Nif Dağı’nın taş tanrılarıyla seviştikten, şehrin tepesinde gün boyu dolaştıktan sonra, Körfez kapısından çıkarken denizi kızıla bular güneş, lâkin Yeni Zamanın bir vaktinde bir başka ele gittiğinin farkında değildir.
Güneş bilmez, gemi bilmez, gemici bilmez, ama deniz bilir yerini, balık bilir yönünü; burası Osmanlı mülkü değildir artık, Yunanistan Krallığı mülküdür.
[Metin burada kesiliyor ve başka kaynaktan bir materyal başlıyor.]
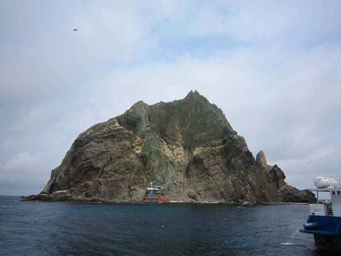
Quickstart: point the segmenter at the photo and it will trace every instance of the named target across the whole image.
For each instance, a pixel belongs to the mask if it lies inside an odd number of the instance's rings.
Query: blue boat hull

Hâl böyle olunca, Yeni Zaman İzmir’i, Osmanlı’nın orta yerinden hududa sürülmüş olur, lâkin aldırmaz yolunda yürür…
O vakit, o yolda gidenler, İzmir’in Yeni Zaman zenginleri oturur, bir karara varır ve bir mendirek yapılır, İslâm millet kocamanlarından bir Allah’ın kulu yoktur aralarında. Akılları ermez Yeni Zaman işlerine…
İslâm zengini surat assa da, İzmir milletleri yirmi dört saat mendirek ağzında çakan fenerleriyle öğünür…
”Işığı hiç sönmeyen şehir…“ der görenler. “Sönmez inşallah” der güngörmüşler, ustalar, eskiler…
Ve ufka dalar giderler: “Mendirek örüldü örülmesine de, taş tanrı mülkünden sökülen mermer taşlarla örüldü” der, “Ya İzmir’e ahı tutarsa taş tanrıların?..” diye yerinirler.
Hudut şehri olasıya hiç kışla görmemiştir şehir… Padişah otağını da, yeniçeri odasını da bilmez İzmir…
Yeniçeri, Konstantinapol’ün, Balkan topraklarının neferidir… Yeniçeri, fetih mirasıdır, Hristiyan çocuklarının talim ile terbiyesinden eserdir…
Fatih görmeyen İzmir’de yeniçerinin işi ne?
“İzmir asker şehir oldu!” lâfı dolanır olur dillerde.
“Sanayi ve ticaret şehri, Selanik gibi asker şehri mi olacak?” diye sualler gelir kulaklara.
“İzmir Kışla’yı sevmedi” der bilenler ve “Gelen asker de İzmir’i sevmedi“ der ekler…
Ardı sıra topluca gelenler olur şehre…
Hudut komşusundan, Yunan Krallığı’ndan göçen eski Mora ekâbiri sülaleler gelir, yerleştirilir İzmir’e, “hoş geldiniz” der şehir…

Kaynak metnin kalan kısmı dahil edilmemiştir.